Ensuite, des familles syriennes déplacées ont commencé à affluer vers le camp afin d’y trouver refuge. A cet effet, nous avons commencé à travailler d’arrache-pied afin de coordonner des campagnes de secours pour les familles qui fuyaient les foyers des combats.

EI : Quelle était donc la contribution du camp d’al-Yarmouk puisqu’il a choisi de rester neutre et loin des protestations ?

MAN : Politisés depuis la naissance, les Palestiniens jouissent d’une grande expérience en matière d’organisation, notamment dans tout ce qui concerne les secours médicaux et l’aide humanitaire. Nous avons également mis à contribution notre expérience dans l’assistance pour les contacts avec les médias en créant la Tansequyat al-Yarmouk, c’est-à-dire les comités locaux de coordination.

Cette coordination pour les médias a été conçue pour servir d’outil aux zones voisines qui protestaient. Nous avions essayé de garder le camp loin de toute implication directe, et nous nous étions uniquement axés sur la couverture médiatique et avons fait en sorte que les informations que nous communiquions étaient vérifiées et exactes. Plus tard, la tâche de coordination a changé lorsque des bombes ont commencé à tomber sur le camp. Après que nous ayons été bombardés, la coordination a dû élargir son rôle pour inclure une aide médicale, des logements et des unités de distribution de vivres dans le camp. Le camp avait un rôle logistique.

IE : Pouvez-vous parler, dans al-Yarmouk, de l’influence du FPLP-CG et d’autres factions palestiniennes soutenues par le régime ? [Le Front Populaire pour la Libération de la Palestine-Commandement général est une faction armée palestinienne proche du gouvernement syrien, et distincte du FPLP.]

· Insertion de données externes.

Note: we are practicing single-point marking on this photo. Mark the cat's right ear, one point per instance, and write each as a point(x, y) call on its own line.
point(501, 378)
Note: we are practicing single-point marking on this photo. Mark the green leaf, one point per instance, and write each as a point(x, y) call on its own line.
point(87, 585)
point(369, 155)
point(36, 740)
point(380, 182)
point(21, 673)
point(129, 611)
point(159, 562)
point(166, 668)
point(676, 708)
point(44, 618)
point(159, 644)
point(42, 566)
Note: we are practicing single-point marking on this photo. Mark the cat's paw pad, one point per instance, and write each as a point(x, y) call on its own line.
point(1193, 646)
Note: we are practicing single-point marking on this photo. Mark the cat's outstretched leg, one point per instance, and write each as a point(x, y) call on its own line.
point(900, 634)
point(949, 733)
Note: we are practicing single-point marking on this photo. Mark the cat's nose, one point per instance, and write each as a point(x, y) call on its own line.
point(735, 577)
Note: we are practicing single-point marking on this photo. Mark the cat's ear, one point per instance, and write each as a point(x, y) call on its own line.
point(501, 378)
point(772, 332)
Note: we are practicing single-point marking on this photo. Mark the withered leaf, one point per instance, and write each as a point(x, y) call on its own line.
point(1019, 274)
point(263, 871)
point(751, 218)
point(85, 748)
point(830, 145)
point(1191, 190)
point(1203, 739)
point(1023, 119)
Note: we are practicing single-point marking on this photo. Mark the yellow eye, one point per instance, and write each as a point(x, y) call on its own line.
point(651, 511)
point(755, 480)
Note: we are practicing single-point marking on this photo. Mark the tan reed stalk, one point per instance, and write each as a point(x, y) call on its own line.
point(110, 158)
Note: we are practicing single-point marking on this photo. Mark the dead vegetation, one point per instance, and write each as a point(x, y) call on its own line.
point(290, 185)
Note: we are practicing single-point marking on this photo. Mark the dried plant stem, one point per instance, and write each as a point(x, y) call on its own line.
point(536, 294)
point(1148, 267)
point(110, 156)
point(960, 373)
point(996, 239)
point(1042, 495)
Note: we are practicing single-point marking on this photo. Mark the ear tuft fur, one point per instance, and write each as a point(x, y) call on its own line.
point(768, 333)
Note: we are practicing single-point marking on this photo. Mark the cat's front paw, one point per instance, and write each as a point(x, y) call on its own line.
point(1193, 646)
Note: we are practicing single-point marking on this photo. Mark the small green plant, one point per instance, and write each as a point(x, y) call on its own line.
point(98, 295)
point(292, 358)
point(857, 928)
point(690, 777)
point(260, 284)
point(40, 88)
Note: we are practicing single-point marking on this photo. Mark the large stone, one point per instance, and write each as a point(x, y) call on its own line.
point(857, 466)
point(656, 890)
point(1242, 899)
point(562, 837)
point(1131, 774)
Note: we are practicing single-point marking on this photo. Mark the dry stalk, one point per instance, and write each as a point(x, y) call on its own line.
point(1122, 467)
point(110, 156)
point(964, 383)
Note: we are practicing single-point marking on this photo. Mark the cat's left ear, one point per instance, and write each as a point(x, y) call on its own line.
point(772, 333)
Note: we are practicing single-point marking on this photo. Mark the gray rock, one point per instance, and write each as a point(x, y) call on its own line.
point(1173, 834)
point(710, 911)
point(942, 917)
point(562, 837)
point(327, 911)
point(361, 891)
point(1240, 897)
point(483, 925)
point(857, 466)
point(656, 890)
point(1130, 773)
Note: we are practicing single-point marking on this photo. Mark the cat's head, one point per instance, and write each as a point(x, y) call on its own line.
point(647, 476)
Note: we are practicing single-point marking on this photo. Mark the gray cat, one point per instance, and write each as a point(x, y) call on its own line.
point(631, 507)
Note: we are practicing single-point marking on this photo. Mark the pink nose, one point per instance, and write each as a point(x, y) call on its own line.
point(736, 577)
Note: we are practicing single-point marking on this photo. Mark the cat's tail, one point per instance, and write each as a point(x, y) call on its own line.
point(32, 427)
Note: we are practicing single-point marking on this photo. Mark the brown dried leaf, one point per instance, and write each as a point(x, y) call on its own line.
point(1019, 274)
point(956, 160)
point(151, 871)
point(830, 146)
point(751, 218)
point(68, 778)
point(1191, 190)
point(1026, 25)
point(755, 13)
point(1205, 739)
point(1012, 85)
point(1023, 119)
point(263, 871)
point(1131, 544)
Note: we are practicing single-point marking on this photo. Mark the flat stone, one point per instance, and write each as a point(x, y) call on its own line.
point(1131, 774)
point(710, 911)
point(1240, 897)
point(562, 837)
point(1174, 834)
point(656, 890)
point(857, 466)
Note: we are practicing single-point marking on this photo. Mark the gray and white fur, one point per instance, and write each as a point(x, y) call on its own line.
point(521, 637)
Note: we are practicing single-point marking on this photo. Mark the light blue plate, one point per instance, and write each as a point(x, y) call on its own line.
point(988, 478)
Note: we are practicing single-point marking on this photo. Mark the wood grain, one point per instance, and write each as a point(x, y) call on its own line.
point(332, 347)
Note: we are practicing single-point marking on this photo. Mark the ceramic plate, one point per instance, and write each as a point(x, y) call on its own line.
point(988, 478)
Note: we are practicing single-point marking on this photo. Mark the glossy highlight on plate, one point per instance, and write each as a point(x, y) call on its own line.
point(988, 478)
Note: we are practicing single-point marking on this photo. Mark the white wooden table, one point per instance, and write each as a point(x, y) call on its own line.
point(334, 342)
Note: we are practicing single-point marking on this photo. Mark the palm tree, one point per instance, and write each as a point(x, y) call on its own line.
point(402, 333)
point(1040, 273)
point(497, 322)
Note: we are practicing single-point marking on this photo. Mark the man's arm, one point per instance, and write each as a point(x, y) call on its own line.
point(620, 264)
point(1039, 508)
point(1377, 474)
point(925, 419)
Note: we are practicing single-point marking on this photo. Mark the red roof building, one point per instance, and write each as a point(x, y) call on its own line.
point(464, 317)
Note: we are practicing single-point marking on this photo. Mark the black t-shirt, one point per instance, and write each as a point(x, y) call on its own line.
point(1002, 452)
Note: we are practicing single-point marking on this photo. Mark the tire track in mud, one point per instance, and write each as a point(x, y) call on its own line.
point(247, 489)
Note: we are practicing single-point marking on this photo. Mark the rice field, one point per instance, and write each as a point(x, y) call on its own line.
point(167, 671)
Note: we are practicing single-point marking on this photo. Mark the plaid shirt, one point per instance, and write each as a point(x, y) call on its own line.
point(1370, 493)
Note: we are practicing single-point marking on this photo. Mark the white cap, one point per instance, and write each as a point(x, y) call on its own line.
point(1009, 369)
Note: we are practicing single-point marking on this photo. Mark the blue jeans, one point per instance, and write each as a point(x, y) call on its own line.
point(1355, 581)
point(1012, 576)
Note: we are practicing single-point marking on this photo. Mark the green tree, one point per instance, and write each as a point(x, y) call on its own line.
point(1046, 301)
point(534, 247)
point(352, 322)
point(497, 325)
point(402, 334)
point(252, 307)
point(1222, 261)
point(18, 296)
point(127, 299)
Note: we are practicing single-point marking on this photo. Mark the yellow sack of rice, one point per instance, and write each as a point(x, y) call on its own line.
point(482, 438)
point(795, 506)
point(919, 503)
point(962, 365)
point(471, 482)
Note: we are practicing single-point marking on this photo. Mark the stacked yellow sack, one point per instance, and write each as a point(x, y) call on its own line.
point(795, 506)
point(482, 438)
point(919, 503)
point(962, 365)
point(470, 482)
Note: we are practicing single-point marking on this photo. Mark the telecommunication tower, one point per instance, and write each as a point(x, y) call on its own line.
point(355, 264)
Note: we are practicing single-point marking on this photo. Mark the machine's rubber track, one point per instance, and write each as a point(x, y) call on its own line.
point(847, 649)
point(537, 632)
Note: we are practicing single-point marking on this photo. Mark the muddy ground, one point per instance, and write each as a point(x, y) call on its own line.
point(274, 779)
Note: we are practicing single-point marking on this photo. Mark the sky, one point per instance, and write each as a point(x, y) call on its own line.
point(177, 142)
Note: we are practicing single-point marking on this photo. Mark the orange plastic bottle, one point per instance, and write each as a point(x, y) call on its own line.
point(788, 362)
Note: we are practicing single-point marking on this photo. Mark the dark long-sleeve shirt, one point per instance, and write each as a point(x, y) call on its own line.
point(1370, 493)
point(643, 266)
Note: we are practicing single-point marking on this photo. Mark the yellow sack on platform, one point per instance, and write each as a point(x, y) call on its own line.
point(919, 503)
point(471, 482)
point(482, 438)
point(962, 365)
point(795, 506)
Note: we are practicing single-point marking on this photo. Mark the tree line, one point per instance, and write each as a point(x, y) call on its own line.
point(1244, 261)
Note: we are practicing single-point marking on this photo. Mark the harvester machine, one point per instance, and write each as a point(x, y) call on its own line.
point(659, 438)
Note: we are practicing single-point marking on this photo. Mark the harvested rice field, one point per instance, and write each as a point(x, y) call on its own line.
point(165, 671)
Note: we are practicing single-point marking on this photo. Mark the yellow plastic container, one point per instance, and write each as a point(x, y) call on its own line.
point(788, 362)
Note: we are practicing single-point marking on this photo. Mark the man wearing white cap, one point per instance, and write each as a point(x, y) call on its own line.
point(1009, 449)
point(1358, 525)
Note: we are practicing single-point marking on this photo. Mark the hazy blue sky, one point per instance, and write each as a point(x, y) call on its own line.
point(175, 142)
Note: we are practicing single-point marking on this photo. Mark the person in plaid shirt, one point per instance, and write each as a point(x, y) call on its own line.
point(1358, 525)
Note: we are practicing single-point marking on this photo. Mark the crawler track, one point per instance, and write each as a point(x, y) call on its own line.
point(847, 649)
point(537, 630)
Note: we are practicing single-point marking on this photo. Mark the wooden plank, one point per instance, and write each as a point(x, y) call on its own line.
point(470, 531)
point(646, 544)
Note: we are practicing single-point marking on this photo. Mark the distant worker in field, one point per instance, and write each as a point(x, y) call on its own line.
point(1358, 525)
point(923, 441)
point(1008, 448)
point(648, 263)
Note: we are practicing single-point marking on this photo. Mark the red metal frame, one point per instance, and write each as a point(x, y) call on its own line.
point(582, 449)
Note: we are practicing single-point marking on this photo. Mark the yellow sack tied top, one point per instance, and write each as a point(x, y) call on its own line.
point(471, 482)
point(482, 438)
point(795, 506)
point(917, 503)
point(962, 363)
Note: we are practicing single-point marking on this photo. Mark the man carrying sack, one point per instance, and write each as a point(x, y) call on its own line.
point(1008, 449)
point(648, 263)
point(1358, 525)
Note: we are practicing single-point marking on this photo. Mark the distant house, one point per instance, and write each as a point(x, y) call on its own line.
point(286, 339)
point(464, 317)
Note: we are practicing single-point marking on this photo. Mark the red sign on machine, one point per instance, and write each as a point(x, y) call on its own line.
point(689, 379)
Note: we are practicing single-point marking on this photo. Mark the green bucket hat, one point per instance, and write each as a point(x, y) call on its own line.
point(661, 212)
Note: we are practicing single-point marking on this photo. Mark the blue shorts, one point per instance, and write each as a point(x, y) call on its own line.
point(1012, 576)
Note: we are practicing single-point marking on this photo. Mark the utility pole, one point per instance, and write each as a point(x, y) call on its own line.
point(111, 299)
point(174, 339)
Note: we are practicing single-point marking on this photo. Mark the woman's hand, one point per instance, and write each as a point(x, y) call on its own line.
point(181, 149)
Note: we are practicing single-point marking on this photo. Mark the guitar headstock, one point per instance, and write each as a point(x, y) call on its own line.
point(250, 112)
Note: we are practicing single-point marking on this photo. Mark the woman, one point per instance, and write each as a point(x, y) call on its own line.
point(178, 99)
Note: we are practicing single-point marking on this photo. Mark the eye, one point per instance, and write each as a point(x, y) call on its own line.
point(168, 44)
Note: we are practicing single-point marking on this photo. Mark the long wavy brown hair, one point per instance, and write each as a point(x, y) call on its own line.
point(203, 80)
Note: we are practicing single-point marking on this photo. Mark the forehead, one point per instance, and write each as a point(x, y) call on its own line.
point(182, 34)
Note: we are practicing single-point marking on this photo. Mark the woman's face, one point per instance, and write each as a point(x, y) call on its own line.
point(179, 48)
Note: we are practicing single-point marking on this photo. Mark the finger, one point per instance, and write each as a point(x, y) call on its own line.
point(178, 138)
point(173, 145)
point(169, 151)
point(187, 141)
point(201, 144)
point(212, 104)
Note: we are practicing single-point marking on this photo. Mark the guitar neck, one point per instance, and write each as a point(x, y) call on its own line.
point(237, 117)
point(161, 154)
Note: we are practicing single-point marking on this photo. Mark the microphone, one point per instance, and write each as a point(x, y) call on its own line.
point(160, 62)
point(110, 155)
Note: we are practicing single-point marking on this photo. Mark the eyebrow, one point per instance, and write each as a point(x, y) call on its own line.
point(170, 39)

MAN : La goutte qui a fait déborder le vase, contre le régime et ses alliés dans le camp a été l’incident [5 Juin 2011] de la commémoration de la Naksa qui a suivi la commémoration de la Nakba, le 15 mai 2011 [lorsque les réfugiés palestiniens ont tenté de rentrer chez eux en traversant la ligne de séparation, 10 d’entre eux étant alors assassinés par les soldats israéliens].

Lors de la Journée de la Naksa, nous sommes allés à la frontière, mais le pouvoir a politiquement profité de cette journée. Nous étions méfiants quant aux gens qui organisaient le voyage à la frontière. Il était évident que ces personnes avaient organisé les choses de façon à emmener les jeunes à la frontière d’une manière qui ne paraissait pas spontanée [comme] lors de la commémoration de la Nakba.

Ce fut une initiative que le régime allait exploiter en envoyant des gens mourir à la frontière. Nous avons exhorté les gens dans le camp à ne pas s’y rendre. Mais quand des nouvelles nous sont parvenues que des manifestants étaient tués, nous ne pouvions pas empêcher les gens d’aller vérifier sur place qui étaient à la frontière.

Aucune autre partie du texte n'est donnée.